Design and construction
- Architect: Morris Architects
- Developer: Orient-Express Hotels

= Windsor Court Hotel =

The Windsor Court is a luxury hotel in the Central Business District of New Orleans, Louisiana. The building rises 253 feet (77 m). It contains 23 floors, and was completed in 1984. In 2011, Travel + Leisure magazine ranked The Windsor Court as the 6th Best Large City Hotel in the United States and Canada. The Windsor Court currently stands as the 37th-tallest building in the city, and the 10th-tallest hotel. The building is an example of modern architecture.

The building houses a 4-star hotel with 314 guest rooms and features an extensive collection of European art and antiques valued at more than $12 million.

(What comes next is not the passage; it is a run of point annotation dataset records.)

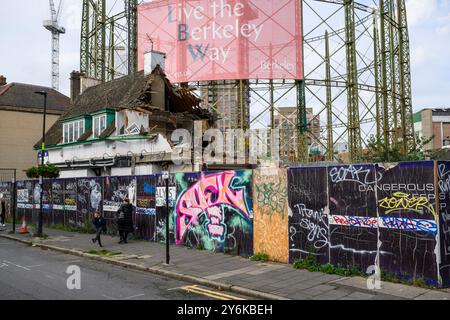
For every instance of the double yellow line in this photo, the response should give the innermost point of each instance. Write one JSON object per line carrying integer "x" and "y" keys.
{"x": 210, "y": 293}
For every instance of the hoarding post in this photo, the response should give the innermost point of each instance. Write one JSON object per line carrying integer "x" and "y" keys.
{"x": 166, "y": 178}
{"x": 14, "y": 200}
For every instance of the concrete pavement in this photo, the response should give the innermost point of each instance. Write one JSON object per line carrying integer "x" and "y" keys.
{"x": 236, "y": 274}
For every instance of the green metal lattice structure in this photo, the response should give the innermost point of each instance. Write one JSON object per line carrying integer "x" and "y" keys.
{"x": 357, "y": 73}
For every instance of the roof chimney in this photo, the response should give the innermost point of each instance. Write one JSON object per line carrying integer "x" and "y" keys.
{"x": 152, "y": 59}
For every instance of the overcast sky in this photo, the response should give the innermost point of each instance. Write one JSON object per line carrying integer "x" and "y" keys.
{"x": 25, "y": 46}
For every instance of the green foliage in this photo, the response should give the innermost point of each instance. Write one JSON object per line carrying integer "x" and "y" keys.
{"x": 104, "y": 253}
{"x": 32, "y": 173}
{"x": 261, "y": 256}
{"x": 394, "y": 152}
{"x": 310, "y": 264}
{"x": 417, "y": 282}
{"x": 47, "y": 171}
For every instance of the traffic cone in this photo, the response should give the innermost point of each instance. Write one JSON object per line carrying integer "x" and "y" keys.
{"x": 24, "y": 226}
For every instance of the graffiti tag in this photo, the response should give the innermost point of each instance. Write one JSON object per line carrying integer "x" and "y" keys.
{"x": 359, "y": 175}
{"x": 408, "y": 224}
{"x": 272, "y": 197}
{"x": 315, "y": 223}
{"x": 352, "y": 221}
{"x": 403, "y": 201}
{"x": 208, "y": 195}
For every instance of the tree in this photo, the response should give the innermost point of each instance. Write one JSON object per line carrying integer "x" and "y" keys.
{"x": 48, "y": 171}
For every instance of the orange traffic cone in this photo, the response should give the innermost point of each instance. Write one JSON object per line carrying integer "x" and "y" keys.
{"x": 24, "y": 226}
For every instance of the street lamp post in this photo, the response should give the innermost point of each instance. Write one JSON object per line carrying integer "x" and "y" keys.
{"x": 41, "y": 178}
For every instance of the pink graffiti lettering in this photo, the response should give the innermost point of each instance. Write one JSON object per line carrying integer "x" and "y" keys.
{"x": 353, "y": 221}
{"x": 208, "y": 195}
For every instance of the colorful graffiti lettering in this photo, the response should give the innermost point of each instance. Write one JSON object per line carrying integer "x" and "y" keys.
{"x": 402, "y": 201}
{"x": 408, "y": 224}
{"x": 208, "y": 195}
{"x": 352, "y": 221}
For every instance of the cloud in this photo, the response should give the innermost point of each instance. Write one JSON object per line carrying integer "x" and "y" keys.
{"x": 420, "y": 11}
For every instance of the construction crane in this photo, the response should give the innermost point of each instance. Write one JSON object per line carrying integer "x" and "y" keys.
{"x": 53, "y": 26}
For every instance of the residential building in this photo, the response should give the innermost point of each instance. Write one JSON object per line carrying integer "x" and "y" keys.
{"x": 124, "y": 127}
{"x": 433, "y": 123}
{"x": 21, "y": 121}
{"x": 286, "y": 121}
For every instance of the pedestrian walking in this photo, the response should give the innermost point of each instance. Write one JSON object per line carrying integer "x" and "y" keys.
{"x": 100, "y": 226}
{"x": 125, "y": 220}
{"x": 2, "y": 212}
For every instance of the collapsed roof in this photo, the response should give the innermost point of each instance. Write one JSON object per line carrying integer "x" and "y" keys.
{"x": 132, "y": 92}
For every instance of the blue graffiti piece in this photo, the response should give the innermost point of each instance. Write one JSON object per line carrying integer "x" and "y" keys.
{"x": 146, "y": 211}
{"x": 408, "y": 224}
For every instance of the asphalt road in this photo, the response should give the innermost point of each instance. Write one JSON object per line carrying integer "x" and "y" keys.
{"x": 35, "y": 274}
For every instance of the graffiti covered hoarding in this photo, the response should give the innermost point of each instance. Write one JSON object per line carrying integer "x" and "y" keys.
{"x": 408, "y": 220}
{"x": 308, "y": 214}
{"x": 25, "y": 199}
{"x": 89, "y": 195}
{"x": 214, "y": 211}
{"x": 353, "y": 215}
{"x": 443, "y": 172}
{"x": 223, "y": 40}
{"x": 271, "y": 213}
{"x": 58, "y": 201}
{"x": 5, "y": 195}
{"x": 161, "y": 208}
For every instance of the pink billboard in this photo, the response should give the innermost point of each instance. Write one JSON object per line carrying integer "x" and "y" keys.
{"x": 223, "y": 39}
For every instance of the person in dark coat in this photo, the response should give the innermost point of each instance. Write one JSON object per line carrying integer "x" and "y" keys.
{"x": 125, "y": 220}
{"x": 100, "y": 226}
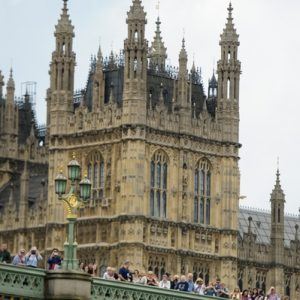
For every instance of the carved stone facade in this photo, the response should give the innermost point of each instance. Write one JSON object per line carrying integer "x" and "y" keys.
{"x": 162, "y": 158}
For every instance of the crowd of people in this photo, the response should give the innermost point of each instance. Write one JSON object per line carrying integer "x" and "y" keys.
{"x": 183, "y": 283}
{"x": 186, "y": 283}
{"x": 30, "y": 259}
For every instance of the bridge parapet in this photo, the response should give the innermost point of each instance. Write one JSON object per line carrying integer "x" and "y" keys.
{"x": 28, "y": 283}
{"x": 22, "y": 282}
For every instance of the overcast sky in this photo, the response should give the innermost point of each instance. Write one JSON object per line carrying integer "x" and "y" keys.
{"x": 270, "y": 49}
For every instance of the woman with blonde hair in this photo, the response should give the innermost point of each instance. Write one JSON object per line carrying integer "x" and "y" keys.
{"x": 271, "y": 295}
{"x": 236, "y": 294}
{"x": 199, "y": 286}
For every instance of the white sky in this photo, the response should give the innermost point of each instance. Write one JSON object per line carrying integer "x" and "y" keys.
{"x": 269, "y": 52}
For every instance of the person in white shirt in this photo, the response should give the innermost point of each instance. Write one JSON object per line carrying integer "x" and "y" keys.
{"x": 199, "y": 287}
{"x": 32, "y": 258}
{"x": 109, "y": 274}
{"x": 165, "y": 283}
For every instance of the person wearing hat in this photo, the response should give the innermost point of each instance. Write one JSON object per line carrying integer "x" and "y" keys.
{"x": 151, "y": 279}
{"x": 32, "y": 258}
{"x": 124, "y": 273}
{"x": 199, "y": 286}
{"x": 182, "y": 285}
{"x": 165, "y": 283}
{"x": 5, "y": 257}
{"x": 19, "y": 259}
{"x": 54, "y": 261}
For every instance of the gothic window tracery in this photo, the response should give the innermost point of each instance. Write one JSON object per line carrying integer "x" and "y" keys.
{"x": 96, "y": 174}
{"x": 201, "y": 270}
{"x": 158, "y": 185}
{"x": 202, "y": 192}
{"x": 157, "y": 265}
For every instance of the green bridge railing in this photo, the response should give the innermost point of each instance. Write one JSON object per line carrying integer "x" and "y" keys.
{"x": 116, "y": 290}
{"x": 28, "y": 284}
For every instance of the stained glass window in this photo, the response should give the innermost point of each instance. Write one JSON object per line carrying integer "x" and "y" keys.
{"x": 96, "y": 174}
{"x": 158, "y": 185}
{"x": 202, "y": 192}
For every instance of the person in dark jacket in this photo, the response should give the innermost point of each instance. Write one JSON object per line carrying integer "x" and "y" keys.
{"x": 5, "y": 257}
{"x": 54, "y": 261}
{"x": 182, "y": 285}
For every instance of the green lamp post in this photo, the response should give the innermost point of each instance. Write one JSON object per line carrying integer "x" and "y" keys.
{"x": 77, "y": 196}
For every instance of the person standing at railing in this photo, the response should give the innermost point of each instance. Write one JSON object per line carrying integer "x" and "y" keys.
{"x": 109, "y": 274}
{"x": 151, "y": 279}
{"x": 199, "y": 287}
{"x": 190, "y": 282}
{"x": 174, "y": 282}
{"x": 182, "y": 285}
{"x": 5, "y": 257}
{"x": 165, "y": 283}
{"x": 32, "y": 258}
{"x": 271, "y": 295}
{"x": 124, "y": 273}
{"x": 236, "y": 294}
{"x": 54, "y": 261}
{"x": 19, "y": 259}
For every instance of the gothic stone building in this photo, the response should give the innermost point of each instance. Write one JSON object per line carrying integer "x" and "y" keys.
{"x": 163, "y": 161}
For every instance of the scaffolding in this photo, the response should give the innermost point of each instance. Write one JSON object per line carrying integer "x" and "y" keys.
{"x": 29, "y": 88}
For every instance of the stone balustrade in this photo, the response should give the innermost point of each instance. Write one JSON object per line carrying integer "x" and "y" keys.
{"x": 27, "y": 283}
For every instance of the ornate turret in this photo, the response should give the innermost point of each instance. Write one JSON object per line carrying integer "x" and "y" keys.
{"x": 60, "y": 95}
{"x": 1, "y": 84}
{"x": 183, "y": 78}
{"x": 277, "y": 230}
{"x": 10, "y": 107}
{"x": 229, "y": 70}
{"x": 10, "y": 83}
{"x": 98, "y": 84}
{"x": 213, "y": 86}
{"x": 135, "y": 71}
{"x": 158, "y": 51}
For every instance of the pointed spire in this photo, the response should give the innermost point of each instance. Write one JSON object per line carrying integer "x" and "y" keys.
{"x": 158, "y": 51}
{"x": 296, "y": 232}
{"x": 277, "y": 193}
{"x": 161, "y": 94}
{"x": 229, "y": 33}
{"x": 250, "y": 225}
{"x": 183, "y": 53}
{"x": 136, "y": 11}
{"x": 111, "y": 95}
{"x": 11, "y": 82}
{"x": 1, "y": 84}
{"x": 64, "y": 23}
{"x": 204, "y": 108}
{"x": 230, "y": 9}
{"x": 99, "y": 65}
{"x": 194, "y": 110}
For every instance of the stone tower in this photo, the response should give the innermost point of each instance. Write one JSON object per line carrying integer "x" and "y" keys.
{"x": 61, "y": 74}
{"x": 59, "y": 103}
{"x": 229, "y": 70}
{"x": 158, "y": 51}
{"x": 10, "y": 119}
{"x": 277, "y": 234}
{"x": 135, "y": 71}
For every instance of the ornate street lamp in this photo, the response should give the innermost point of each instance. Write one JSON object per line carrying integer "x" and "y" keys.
{"x": 78, "y": 195}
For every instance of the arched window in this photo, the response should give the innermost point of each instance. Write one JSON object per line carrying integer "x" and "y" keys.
{"x": 136, "y": 36}
{"x": 228, "y": 88}
{"x": 95, "y": 172}
{"x": 202, "y": 193}
{"x": 158, "y": 185}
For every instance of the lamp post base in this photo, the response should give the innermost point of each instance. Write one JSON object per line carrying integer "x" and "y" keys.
{"x": 66, "y": 285}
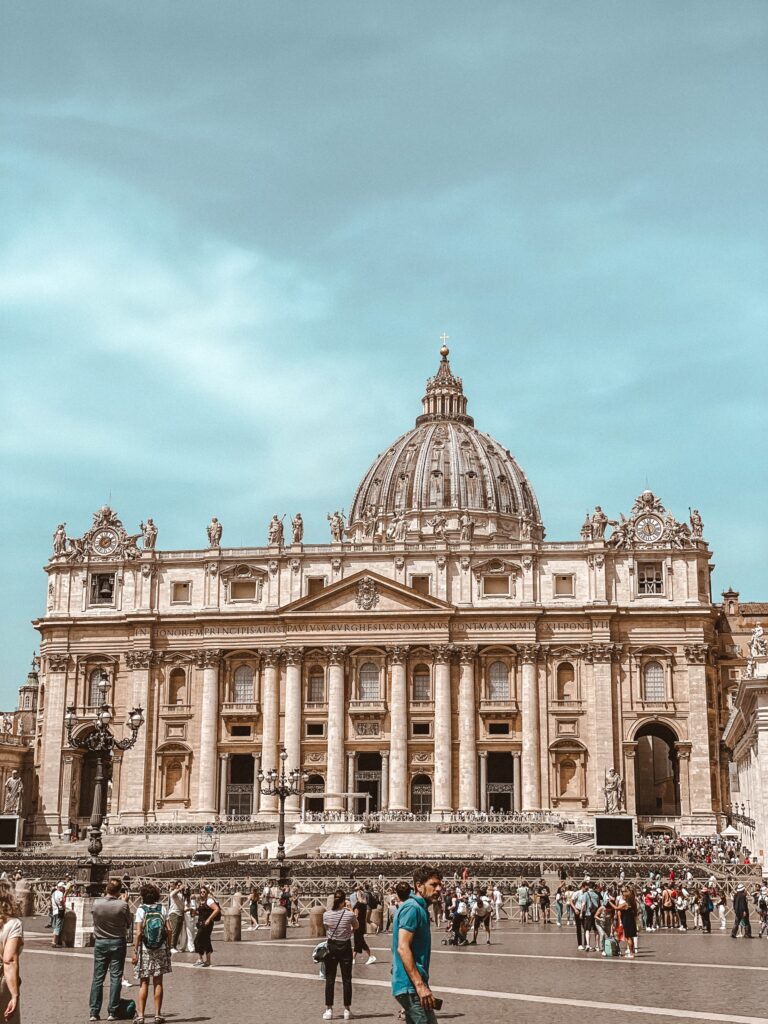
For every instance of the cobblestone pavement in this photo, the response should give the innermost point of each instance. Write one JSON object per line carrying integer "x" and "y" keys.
{"x": 529, "y": 974}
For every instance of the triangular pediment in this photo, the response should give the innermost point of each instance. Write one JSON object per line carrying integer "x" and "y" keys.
{"x": 367, "y": 593}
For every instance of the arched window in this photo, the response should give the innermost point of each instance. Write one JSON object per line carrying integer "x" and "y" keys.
{"x": 653, "y": 686}
{"x": 498, "y": 681}
{"x": 177, "y": 686}
{"x": 243, "y": 690}
{"x": 566, "y": 682}
{"x": 94, "y": 694}
{"x": 369, "y": 682}
{"x": 422, "y": 683}
{"x": 316, "y": 685}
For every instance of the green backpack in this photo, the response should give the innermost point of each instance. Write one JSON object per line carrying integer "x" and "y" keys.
{"x": 153, "y": 927}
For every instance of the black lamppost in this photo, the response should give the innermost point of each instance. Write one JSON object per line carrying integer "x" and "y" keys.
{"x": 100, "y": 740}
{"x": 282, "y": 785}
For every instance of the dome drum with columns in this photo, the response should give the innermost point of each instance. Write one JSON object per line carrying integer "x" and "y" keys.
{"x": 440, "y": 655}
{"x": 441, "y": 473}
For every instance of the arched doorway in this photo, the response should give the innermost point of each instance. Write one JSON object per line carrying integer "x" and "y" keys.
{"x": 500, "y": 787}
{"x": 313, "y": 790}
{"x": 421, "y": 795}
{"x": 368, "y": 779}
{"x": 656, "y": 771}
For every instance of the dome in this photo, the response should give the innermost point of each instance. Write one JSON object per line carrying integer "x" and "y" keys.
{"x": 443, "y": 473}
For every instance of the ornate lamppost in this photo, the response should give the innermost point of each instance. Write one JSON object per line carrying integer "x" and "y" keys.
{"x": 101, "y": 741}
{"x": 278, "y": 783}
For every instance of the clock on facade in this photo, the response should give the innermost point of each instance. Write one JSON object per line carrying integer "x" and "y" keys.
{"x": 105, "y": 542}
{"x": 648, "y": 529}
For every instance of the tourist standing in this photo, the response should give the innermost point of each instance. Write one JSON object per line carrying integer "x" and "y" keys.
{"x": 340, "y": 923}
{"x": 152, "y": 956}
{"x": 209, "y": 911}
{"x": 412, "y": 947}
{"x": 176, "y": 913}
{"x": 11, "y": 943}
{"x": 112, "y": 923}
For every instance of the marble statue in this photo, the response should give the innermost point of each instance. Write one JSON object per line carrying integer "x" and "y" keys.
{"x": 13, "y": 793}
{"x": 337, "y": 526}
{"x": 275, "y": 535}
{"x": 297, "y": 526}
{"x": 613, "y": 791}
{"x": 59, "y": 540}
{"x": 598, "y": 522}
{"x": 148, "y": 534}
{"x": 214, "y": 530}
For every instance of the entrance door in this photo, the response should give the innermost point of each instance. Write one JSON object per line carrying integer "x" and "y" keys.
{"x": 421, "y": 795}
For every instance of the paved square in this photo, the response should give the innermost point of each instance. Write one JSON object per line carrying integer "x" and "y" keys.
{"x": 529, "y": 975}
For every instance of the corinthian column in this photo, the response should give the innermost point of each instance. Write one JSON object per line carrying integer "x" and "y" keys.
{"x": 442, "y": 744}
{"x": 269, "y": 719}
{"x": 293, "y": 718}
{"x": 467, "y": 731}
{"x": 209, "y": 719}
{"x": 531, "y": 770}
{"x": 336, "y": 719}
{"x": 398, "y": 731}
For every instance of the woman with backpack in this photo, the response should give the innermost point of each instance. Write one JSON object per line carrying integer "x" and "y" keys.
{"x": 152, "y": 950}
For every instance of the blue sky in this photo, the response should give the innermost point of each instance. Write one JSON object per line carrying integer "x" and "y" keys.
{"x": 230, "y": 235}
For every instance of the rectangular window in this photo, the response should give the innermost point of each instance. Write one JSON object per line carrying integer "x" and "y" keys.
{"x": 649, "y": 578}
{"x": 495, "y": 586}
{"x": 563, "y": 586}
{"x": 102, "y": 588}
{"x": 180, "y": 593}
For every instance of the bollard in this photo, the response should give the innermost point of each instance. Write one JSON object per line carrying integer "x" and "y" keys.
{"x": 316, "y": 928}
{"x": 232, "y": 925}
{"x": 279, "y": 923}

The hotel was one of the least damaged buildings of New Orleans when Hurricane Katrina made impact, suffering only minimal damage and escaping floodwaters. The damage included broken windows in the upper floors and minor flooding from rain that fell inside as a result of the broken windows.

== History ==
The hotel opened in 1984 by Morris Architects. In 2009 an investment team purchased the hotel, led by The Berger Company and Crow Holdings. In 2011-2012 the hotel underwent a renovation. It was a $22 million project that updated the guestrooms and the lounge, as well as revitalized the pool area, and added The Windsor Court Spa. In 2018 the hotel underwent another renovation, worth $15 million that included the addition of a Poolside Bar, and the renovation of all the hotel's rooms.

== Restaurants & Bars ==
The hotel has several dining establishments, including The Grill Room - which is the only AAA Four-Diamond and Forbes Five-Star rated restaurant in the city. The hotel's second-floor The Polo Club is also a popular location for live jazz music and is known for its artwork collection.